Beide bemerkten nicht den Fahrer auf dem Motorrad, das ihnen seit dem Verlassen der Justizvollzugsanstalt gefolgt war. Erst kurz vor dem Erreichen des parkähnlichen Grundstücks seines Chefs warf Lauscher einen Blick in den Innenrückspiegel und nahm in einiger Distanz diesen Motorradfahrer wahr. Doch er schien sich nichts dabei zu denken, zumindest sagte er nichts. Er löste per Knopfdruck ein Funksignal aus, steuerte auf die Einfahrt des sich lautlos öffnenden Tores zu und hielt vor dem breiten Garagentor.
„Na endlich!“
Laut ausatmend stieg Baader aus, reckte und streckte sich und sog die frische und saubere Luft in seine Lungen.

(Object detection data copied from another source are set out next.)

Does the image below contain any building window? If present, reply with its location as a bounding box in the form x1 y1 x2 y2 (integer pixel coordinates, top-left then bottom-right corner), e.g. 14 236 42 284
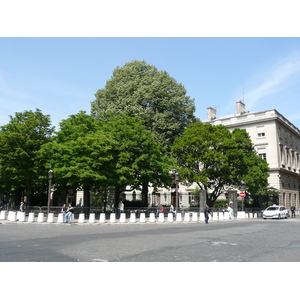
257 132 266 137
258 153 267 160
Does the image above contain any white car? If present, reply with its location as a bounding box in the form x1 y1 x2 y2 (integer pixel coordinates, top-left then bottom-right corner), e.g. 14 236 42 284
263 205 288 219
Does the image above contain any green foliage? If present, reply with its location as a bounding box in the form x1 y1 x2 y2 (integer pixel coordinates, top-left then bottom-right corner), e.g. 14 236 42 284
40 112 113 188
103 115 172 189
91 61 196 147
172 122 268 205
0 109 54 200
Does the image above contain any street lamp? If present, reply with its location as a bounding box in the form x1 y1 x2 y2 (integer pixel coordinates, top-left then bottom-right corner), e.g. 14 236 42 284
47 169 53 215
169 169 179 214
241 180 246 211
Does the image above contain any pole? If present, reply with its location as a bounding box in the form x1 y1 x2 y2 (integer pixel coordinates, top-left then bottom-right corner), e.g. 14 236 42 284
47 169 53 215
47 178 51 215
175 178 179 215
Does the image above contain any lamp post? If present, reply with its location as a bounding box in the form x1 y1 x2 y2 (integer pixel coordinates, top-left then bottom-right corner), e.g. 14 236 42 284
47 169 53 215
169 169 179 214
241 180 246 211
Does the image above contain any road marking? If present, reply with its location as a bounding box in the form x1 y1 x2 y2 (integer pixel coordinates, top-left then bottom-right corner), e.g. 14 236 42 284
212 242 238 246
91 258 108 262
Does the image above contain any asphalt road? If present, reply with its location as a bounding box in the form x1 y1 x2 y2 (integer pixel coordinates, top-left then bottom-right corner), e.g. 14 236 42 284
0 218 300 262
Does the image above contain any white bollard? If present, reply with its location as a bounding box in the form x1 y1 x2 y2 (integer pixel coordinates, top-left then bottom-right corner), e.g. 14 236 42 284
149 213 155 223
78 213 85 223
192 212 198 222
7 211 17 222
38 213 44 223
27 212 34 223
158 213 165 223
18 211 25 222
140 213 146 223
168 213 174 222
109 213 116 223
130 213 136 223
47 213 54 223
199 212 205 221
99 213 105 223
184 213 190 222
212 211 219 221
120 213 126 223
176 212 182 222
219 211 224 221
57 213 65 223
89 213 95 223
224 211 229 220
0 210 6 220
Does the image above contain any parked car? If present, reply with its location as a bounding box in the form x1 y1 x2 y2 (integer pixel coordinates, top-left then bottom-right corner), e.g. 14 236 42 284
263 205 289 219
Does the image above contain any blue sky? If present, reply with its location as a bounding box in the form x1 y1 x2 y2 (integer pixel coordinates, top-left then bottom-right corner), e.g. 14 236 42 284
0 0 300 128
0 37 300 128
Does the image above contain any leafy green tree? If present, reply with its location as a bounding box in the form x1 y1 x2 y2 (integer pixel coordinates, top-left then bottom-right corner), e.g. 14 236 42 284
103 115 173 206
40 111 113 207
0 109 54 205
91 61 196 148
172 122 269 205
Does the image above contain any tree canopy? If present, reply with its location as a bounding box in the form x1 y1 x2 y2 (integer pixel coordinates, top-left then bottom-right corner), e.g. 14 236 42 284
172 122 269 205
91 61 196 148
40 112 171 206
0 109 54 204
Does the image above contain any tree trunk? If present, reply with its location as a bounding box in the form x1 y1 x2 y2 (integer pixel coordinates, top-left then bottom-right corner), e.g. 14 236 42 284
83 185 91 207
142 182 148 207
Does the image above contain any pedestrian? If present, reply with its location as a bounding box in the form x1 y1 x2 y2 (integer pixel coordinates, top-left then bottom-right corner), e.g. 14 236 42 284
170 203 175 218
66 204 74 223
204 204 210 224
20 201 24 212
228 201 234 220
291 205 296 218
61 204 68 222
155 202 160 218
117 201 124 218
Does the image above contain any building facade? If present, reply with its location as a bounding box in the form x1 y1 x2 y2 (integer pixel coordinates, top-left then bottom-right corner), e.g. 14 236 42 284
203 100 300 208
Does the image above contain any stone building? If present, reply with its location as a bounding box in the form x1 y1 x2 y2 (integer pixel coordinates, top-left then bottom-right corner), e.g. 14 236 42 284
203 100 300 208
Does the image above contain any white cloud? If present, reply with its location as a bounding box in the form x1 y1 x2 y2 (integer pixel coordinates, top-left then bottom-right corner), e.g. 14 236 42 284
245 55 300 109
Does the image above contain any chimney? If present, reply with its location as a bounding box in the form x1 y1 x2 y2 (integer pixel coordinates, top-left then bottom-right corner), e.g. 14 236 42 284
207 106 217 120
236 100 246 115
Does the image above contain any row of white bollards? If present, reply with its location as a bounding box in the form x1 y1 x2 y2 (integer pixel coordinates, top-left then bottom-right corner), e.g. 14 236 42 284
0 211 258 223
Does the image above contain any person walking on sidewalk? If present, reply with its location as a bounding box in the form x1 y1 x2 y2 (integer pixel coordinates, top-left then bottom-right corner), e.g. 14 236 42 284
204 204 210 224
291 205 296 218
66 204 74 223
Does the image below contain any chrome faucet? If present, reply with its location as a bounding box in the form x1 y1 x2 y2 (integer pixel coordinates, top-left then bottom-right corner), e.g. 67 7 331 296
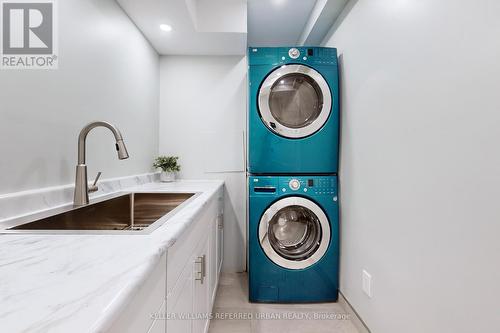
73 121 128 206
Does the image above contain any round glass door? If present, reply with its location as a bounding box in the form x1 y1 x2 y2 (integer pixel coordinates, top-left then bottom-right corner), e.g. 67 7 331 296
259 197 330 269
259 65 332 138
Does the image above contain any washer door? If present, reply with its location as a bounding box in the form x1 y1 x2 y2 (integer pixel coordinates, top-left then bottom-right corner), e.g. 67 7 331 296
259 197 330 269
258 65 332 139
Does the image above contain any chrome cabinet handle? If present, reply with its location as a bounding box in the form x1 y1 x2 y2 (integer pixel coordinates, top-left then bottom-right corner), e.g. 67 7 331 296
89 171 102 193
194 255 206 284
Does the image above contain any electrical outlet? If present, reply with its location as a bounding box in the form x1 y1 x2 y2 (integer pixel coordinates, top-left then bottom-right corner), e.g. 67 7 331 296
362 270 372 298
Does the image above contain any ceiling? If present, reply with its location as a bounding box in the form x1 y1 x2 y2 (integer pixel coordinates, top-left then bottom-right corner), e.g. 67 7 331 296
116 0 348 55
117 0 247 55
248 0 316 46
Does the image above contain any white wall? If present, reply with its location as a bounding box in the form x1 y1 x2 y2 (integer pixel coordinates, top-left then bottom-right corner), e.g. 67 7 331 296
0 0 159 194
160 56 247 272
326 0 500 333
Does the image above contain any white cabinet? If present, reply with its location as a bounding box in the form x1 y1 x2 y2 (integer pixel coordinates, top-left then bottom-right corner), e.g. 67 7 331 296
108 190 223 333
166 191 222 333
166 265 193 333
193 234 208 333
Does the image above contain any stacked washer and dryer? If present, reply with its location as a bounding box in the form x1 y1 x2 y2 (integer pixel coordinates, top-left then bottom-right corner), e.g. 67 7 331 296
248 47 339 303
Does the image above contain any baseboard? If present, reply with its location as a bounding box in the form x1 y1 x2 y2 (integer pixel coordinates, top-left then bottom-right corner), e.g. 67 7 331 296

„Welch herrliche Landschaft!“
Der Hotelier drehte sich dabei im Kreise, mit ausgestreckten Armen, und als Lauscher nichts sagte, drehte er sich empört zu ihm um: „Menschenskind, denken Sie denn immer nur an Zahlen, Zahlen, Zahlen? Genießen Sie doch auch mal diese wunderbare Natur, hier im Herzen der Holsteinischen Schweiz!“
„Sie haben ja auch…“,
„… diese entbehren müssen, meinen Sie. Richtig, Lauscher, und genau das werde ich nachholen, auf der Stelle und ausgiebig!“
Baader reichte ihm die Hand.
„Bevor ich es vergesse, Lauscher, in der nächsten Woche, da schau ich mir alles noch mal genau an, die Bücher meine ich, und wenn alles so bleibt, dann können Sie sich darauf einrichten…“
„Aber Chef, kommen Sie doch erstmal richtig an“, wiegelte der Geschäftsführer die offenbar in Aussicht gestellte Gehaltserhöhung geschickt ab. Seine Mimik allerdings bewies deutlich, dass ihn allein die Ankündigung einer finanziellen Belohnung freute. Baader griente.
„Nur keine künstliche Bescheidenheit, mein Lieber!“
Lauscher ließ sich ohne Kommentar hinter das Lenkrad der Limousine fallen, startete und fuhr langsam davon, sorgsam darauf achtend, keinen Staub aufzuwirbeln.
Baader ging zur riesigen Eingangspforte, erfreute sich wie immer an dem geräuschlosen Schließen, griff in die Hosentasche, holte den Schlüsselbund hervor und schritt gemächlich, aber doch zielstrebig auf die gediegene Eingangstür zu.
Auf der Straße, vielleicht fünfzig Meter von Baaders Grundstück entfernt, stand wieder der Motorradfahrer. Er hatte den Helm abgenommen und kurzfristig auf den Tank gelegt. Sich den rechten Handschuh in den Mund steckend, tippte er in ein Handy einige Ziffern ein und hielt es an sein Ohr.